Now, if I create a servlet with a 'forward' the code does not work, it fails at the line with 'if (!commit2)' because the stream is already committed apparently?
For example, if I make a request to this servlet and tie the filter to this servlet, then the filter does not execute completely.
public class TestCommitServlet extends HttpServlet {
private static final long serialVersionUID = 1L;
#Override
protected void doGet(HttpServletRequest req, HttpServletResponse resp) throws ServletException, IOException {
req.getRequestDispatcher("TestCommitServlet2").forward(req, resp);
}
#Override
protected void doPost(final HttpServletRequest req, final HttpServletResponse resp) throws ServletException, IOException {
doGet(req, resp);
}
}
And here is the servlet that I am forwarding to:
public class TestCommitServlet2 extends HttpServlet {
private static final long serialVersionUID = 1L;
#Override
protected void doGet(HttpServletRequest req, HttpServletResponse resp) throws ServletException, IOException {
final PrintWriter out = resp.getWriter();
resp.setContentType("text/html");
out.println("<html><body>(v-1)testing<form action='test'><input type='submit' value='Run' /> </form></body></html>");
}
#Override
protected void doPost(final HttpServletRequest req, final HttpServletResponse resp) throws ServletException, IOException {
doGet(req, resp);
}
}
Tl;dr : Do I have to make this call 'if (!commit2) {' The code works without it. Under this code, how would I avoid Response already committed or IllegalStateExceptions (around the line with response.getWriter().write(res);
More on the issue here:
https://codereview.stackexchange.com/questions/41260/capturing-content-within-a-j2ee-filter-and-then-replacing-this-text-request-for
I´m using Servlet API 3.0 to check this scenario.

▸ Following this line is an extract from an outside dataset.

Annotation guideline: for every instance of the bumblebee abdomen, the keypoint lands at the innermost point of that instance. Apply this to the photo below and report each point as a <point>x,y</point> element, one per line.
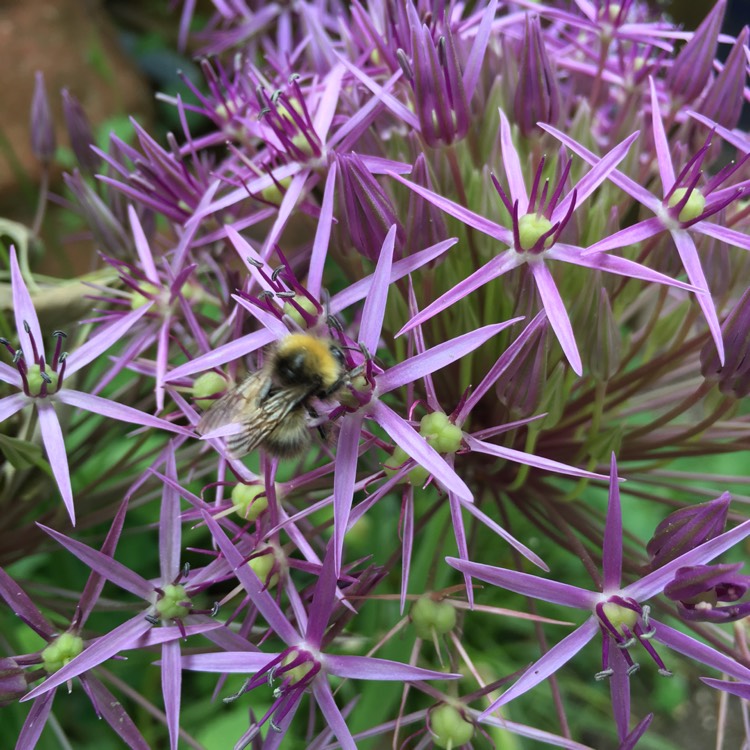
<point>291,437</point>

What I found is the following. Using your code for the servlet and the filters when I call the TestCommitServlet2 , I´m able to see the following output.

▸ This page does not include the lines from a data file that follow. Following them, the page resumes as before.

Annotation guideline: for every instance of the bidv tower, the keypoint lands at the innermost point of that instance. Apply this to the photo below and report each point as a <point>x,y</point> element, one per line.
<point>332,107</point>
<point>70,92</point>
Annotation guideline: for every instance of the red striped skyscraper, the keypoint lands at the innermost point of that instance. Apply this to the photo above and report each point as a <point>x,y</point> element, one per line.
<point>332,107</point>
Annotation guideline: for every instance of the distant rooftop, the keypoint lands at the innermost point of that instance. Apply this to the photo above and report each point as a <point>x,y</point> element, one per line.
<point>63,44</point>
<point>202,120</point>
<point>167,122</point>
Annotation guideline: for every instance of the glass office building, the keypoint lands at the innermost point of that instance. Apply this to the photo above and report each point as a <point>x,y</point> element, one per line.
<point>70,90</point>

http://localhost:8080/Question/TestCommitServlet2
(v-1)testing
Button here
com.koitoer.CharResponseWrapper#5b5b6746
When I call the servlet TestCommitServlet , Im able to see the following.
http://localhost:8080/Question/TestCommitServlet
(v-1)testing
Button here
this shown that filter is not apply to this forwarded request at all.
So, I remember that some filters can act in diverse DispatcherTypes as FORWARD, INCLUDE, ERROR, ASYNC and the commong REQUEST, what I decide is change the filter declaration to.
#WebFilter(filterName = "/MyFilter", urlPatterns = { "/TestCommitServlet2" }, dispatcherTypes = {
DispatcherType.FORWARD, DispatcherType.REQUEST })
public class MyFilter implements Filter {
Then when I excecute a GET over the servlet TestCommitServlet I got:
(v-1)testing
Button
com.koitoer.CharResponseWrapper#1b3bea22
the above shown that Filter is now applied to the forward request.
Also if I remove or comment lines for if (!commit2) { code still works, so there is no IllegalStateException as request need to pass over the filter which is who invoke the doChain method.
One note more, if you try to replace the content of the response using this.
responseWrapper.toString().replaceAll
You are doing it wrong as responseWrapper.toString() returns something like this CharResponseWrapper#5b5b6746, not the content, if you want to modify the response use a Wrapper that extends from HttpServletResponseWrapper and override the correct methos to manipulate the outpustream.